Iterates through a CSV file, yielding one chunk of data at a time.

Parameters:

filepath (str) – path to input file
chunk_size (int, by default = 100,000) – The maximum chunk size of the data
kwargs (additional arguments to pass to the pandas read_csv function)

Yields:

data (pandas.DataFrame) – DataFrame of all data from start:end

get_input_data_length_pq(filepath: str, columns: List[str] | None = None, **kwargs) → int[source]

Open a Parquet file and return the size of a group

Parameters:

filepath (str) – Path to input file
columns (List[str] or None) – The groupname for the data
kwargs (additional arguments to pass to the pyarrow.parquet.read_table function)

Returns:

nrow – The length of the data

Return type:

int

Notes

For a multi-D array this return the length of the first axis and not the total size of the array.

Normally that is what you want to be iterating over.
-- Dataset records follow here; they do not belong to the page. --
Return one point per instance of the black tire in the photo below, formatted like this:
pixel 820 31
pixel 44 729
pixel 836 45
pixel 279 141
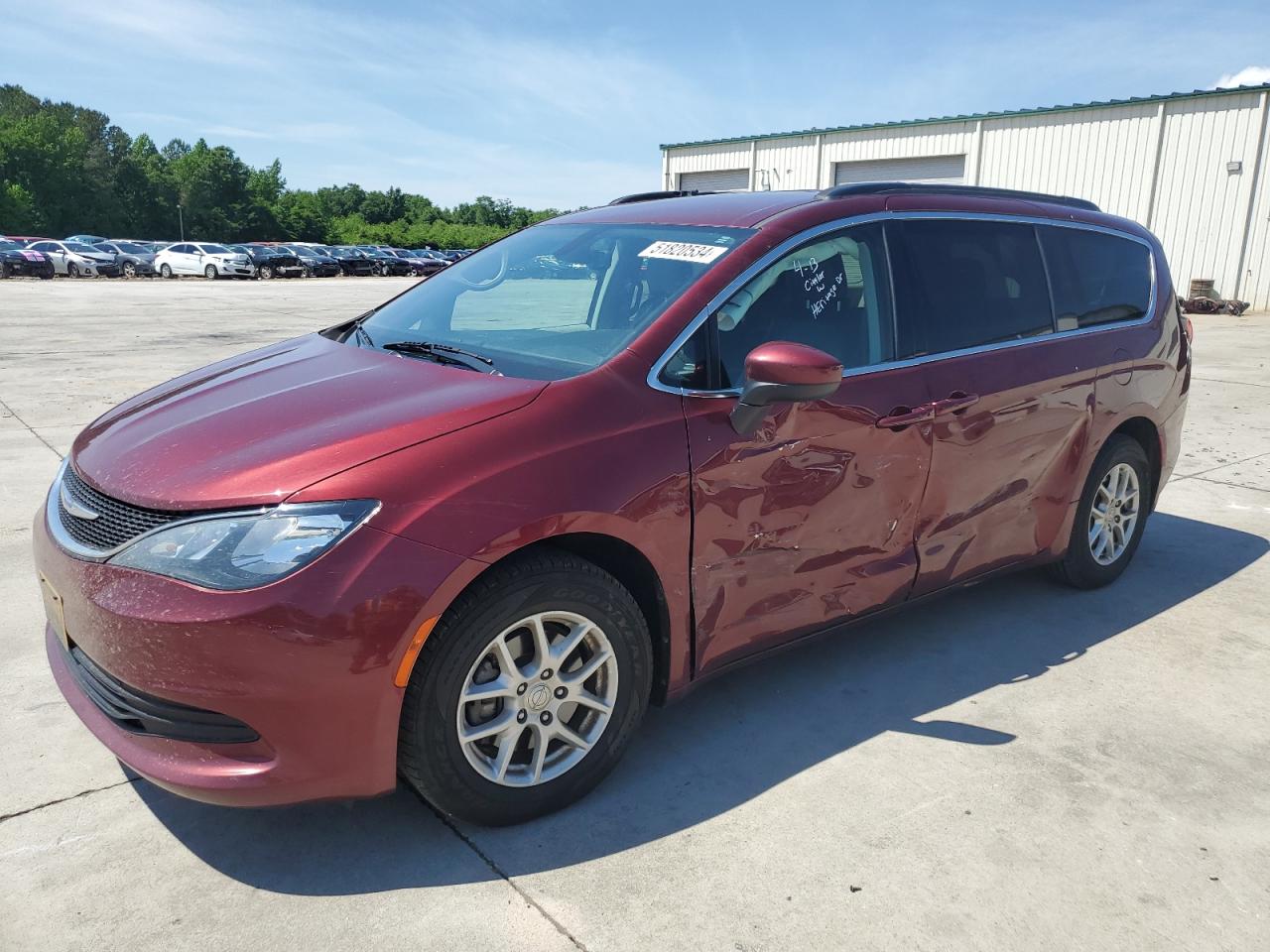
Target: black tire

get_input_data_length_csv(source: str, **kwargs) → int[source]

Open a CSV file and return the number of rows in it

Parameters:: source (str) – Path to input file
Returns:: nrows – The length of the data
Return type:: int

iter_ds_to_table(source, columns: List[str] | None = None, chunk_size: int = 100000, **kwargs)[source]

Iterator for sending chunks of data in parquet

Parameters:

source (str) – input file name
columns (List[str], default None) – The list of columns to use
chunk_size (int) – The maximum size of the batches to be read in
kwargs (additional arguments to pass to the pyarrow.dataset.to_batches() function)

Yields:

start (int) – Data start index
end (int) – Data ending index
data (pyarrow.Table) – table of all data from start:end

get_input_data_length_ds(source, **kwargs) → int[source]

Open a dataset and return the number of rows in a group

Parameters:

source (str) – Path to input file or directory
kwargs – kwargs are passed to pyarrow.dataset.dataset()

Returns:

nrows – The length of the data

Return type:

int

split_tasks_by_rank(tasks: collections.abc.Iterable[int], parallel_size: int, rank: int) → collections.abc.Iterator[int][source]

Iterate through a list of tasks, yielding ones this process is responsible for.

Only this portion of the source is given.